Swift Performance Optimization

Why Performance Matters

Performance optimization ensures applications remain responsive under load, consume minimal battery, and provide smooth user experiences. Swift's value types with copy-on-write, whole module optimization, and protocol specialization enable high performance when used correctly. Understanding memory layout, minimizing allocations, and leveraging lazy evaluation are essential for optimal performance. Profiling with Instruments identifies actual bottlenecks before optimization.

Overview

This guide covers Swift-specific performance optimization techniques including value type performance characteristics, copy-on-write optimization, protocol witness tables and specialization, whole module optimization, memory layouts and alignment, lazy evaluation patterns, collection performance, and profiling with Instruments.

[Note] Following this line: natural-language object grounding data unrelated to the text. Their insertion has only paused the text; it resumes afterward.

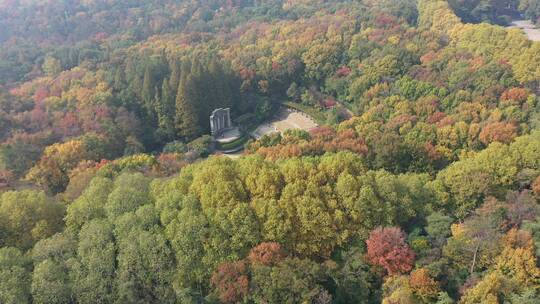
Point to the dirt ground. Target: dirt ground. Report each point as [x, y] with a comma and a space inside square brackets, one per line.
[528, 27]
[286, 120]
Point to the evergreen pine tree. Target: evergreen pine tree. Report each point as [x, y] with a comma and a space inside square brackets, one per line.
[165, 112]
[187, 120]
[147, 91]
[174, 80]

For iOS-specific performance patterns, see our iOS Performance guidelines. For general performance testing, see our Performance Testing guidelines.

Core Principles

Measure First: Profile before optimizing, don't guess
Value Types: Prefer structs for predictable performance
Copy-on-Write: Leverage COW for efficient value semantics
Whole Module: Enable WMO for cross-file optimization
Minimize Allocations: Reduce heap allocations for speed
Protocol Performance: Understand witness table overhead
Lazy Evaluation: Defer expensive work until needed
Collection Choice: Pick the right collection for access patterns
Reference Counting: Minimize retain/release overhead
Instruments: Use profiling tools to find real bottlenecks

Value Type Performance

Value types (structs, enums) generally offer better performance than reference types (classes) because they're stack-allocated, avoid reference counting overhead, and enable compiler optimizations. However, naive use of value types can cause excessive copying.

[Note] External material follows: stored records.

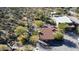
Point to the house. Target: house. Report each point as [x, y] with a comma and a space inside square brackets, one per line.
[46, 33]
[75, 21]
[62, 19]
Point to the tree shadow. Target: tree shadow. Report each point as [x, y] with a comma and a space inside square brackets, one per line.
[54, 42]
[69, 43]
[65, 42]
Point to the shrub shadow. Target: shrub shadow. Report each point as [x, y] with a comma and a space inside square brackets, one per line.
[69, 43]
[65, 42]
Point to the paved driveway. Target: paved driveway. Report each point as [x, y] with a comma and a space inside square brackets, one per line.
[69, 44]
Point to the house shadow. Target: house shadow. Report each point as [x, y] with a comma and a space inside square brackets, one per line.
[69, 43]
[65, 42]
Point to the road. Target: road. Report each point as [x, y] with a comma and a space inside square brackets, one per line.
[69, 44]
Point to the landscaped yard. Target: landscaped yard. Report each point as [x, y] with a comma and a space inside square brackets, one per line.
[38, 29]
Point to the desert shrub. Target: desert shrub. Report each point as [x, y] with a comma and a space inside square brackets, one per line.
[62, 27]
[34, 39]
[22, 23]
[22, 38]
[35, 32]
[58, 35]
[77, 30]
[39, 23]
[20, 30]
[4, 47]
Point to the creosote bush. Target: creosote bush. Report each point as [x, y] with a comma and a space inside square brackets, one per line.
[20, 30]
[34, 39]
[4, 47]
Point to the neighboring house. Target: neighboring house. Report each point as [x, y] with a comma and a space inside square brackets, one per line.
[74, 19]
[47, 33]
[63, 19]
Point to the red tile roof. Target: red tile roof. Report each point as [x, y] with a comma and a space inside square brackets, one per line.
[46, 33]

The key insight: small value types (<16 bytes) are fast to copy. Larger value types benefit from copy-on-write semantics. The Swift standard library uses copy-on-write for Array, Dictionary, Set, and String - they appear to copy but actually share storage until mutation occurs.

Stack vs Heap Allocation

Stack allocation is faster than heap allocation because it's just pointer arithmetic, while heap allocation requires finding free memory, managing metadata, and thread synchronization:

// GOOD: Small structs - stack allocated, fast
struct Point {
    let x: Double // 8 bytes
    let y: Double // 8 bytes
    // Total: 16 bytes - fits in 2 registers, very fast
}

func processPoints(_ points: [Point]) {
    for point in points {
        // Point copied, but it's just 16 bytes - negligible cost
        transform(point)
    }
}

//  LARGE STRUCT: Consider copy-on-write
struct LargeData {
    var values: [Double] // 8 bytes (pointer to heap buffer)
    var metadata: [String: String] // 8 bytes (pointer to heap buffer)
    var timestamp: Date // 16 bytes (struct)
    var id: UUID // 16 bytes (struct)
    // Total: 48 bytes + heap allocations for arrays
}

// GOOD: Use copy-on-write for large value types
struct LargeDataCOW {
    private final class Storage {
        var values: [Double]
        var metadata: [String: String]

        init(values: [Double], metadata: [String: String]) {
            self.values = values
            self.metadata = metadata
        }
    }

    private var storage: Storage
    let timestamp: Date
    let id: UUID

    private mutating func ensureUniqueStorage() {
        if !isKnownUniquelyReferenced(&storage) {
            storage = Storage(values: storage.values, metadata: storage.metadata)
        }
    }

    mutating func addValue(_ value: Double) {
        ensureUniqueStorage()
        storage.values.append(value)
    }
}

Copy-on-Write Optimization

Implement copy-on-write for large value types to get value semantics without copying cost:

// GOOD: Copy-on-write implementation
struct BigBuffer {
    private final class Storage {
        var data: [UInt8]

        init(data: [UInt8]) {
            self.data = data
        }

        func copy() -> Storage {
            return Storage(data: data)
        }
    }

    private var storage: Storage

    init(data: [UInt8]) {
        self.storage = Storage(data: data)
    }

    // Copy is shallow - just copies reference
    // Only actual buffer copying happens on mutation if shared

    private mutating func ensureUnique() {
        if !isKnownUniquelyReferenced(&storage) {
            storage = storage.copy()
        }
    }

    mutating func append(_ byte: UInt8) {
        ensureUnique() // Copy only if shared
        storage.data.append(byte)
    }

    var count: Int {
        return storage.data.count // No copy for read access
    }

    subscript(index: Int) -> UInt8 {
        get {
            return storage.data[index] // No copy for read
        }
        set {
            ensureUnique() // Copy if shared
            storage.data[index] = newValue
        }
    }
}

// Usage demonstrates efficiency
var buffer1 = BigBuffer(data: Array(repeating: 0, count: 1_000_000))
var buffer2 = buffer1 // Fast - just copies reference

// Both reference same underlying storage
print(buffer1.count) // No copy
print(buffer2.count) // No copy

// Now buffer2 needs unique storage
buffer2.append(42) // Triggers copy here

// buffer1 and buffer2 now have separate storage

Protocol Performance

Protocols provide abstraction but have performance implications. When a protocol is used as an existential type (a variable of protocol type), method calls use witness tables - runtime lookups of implementations. This is slower than direct calls or statically dispatched calls.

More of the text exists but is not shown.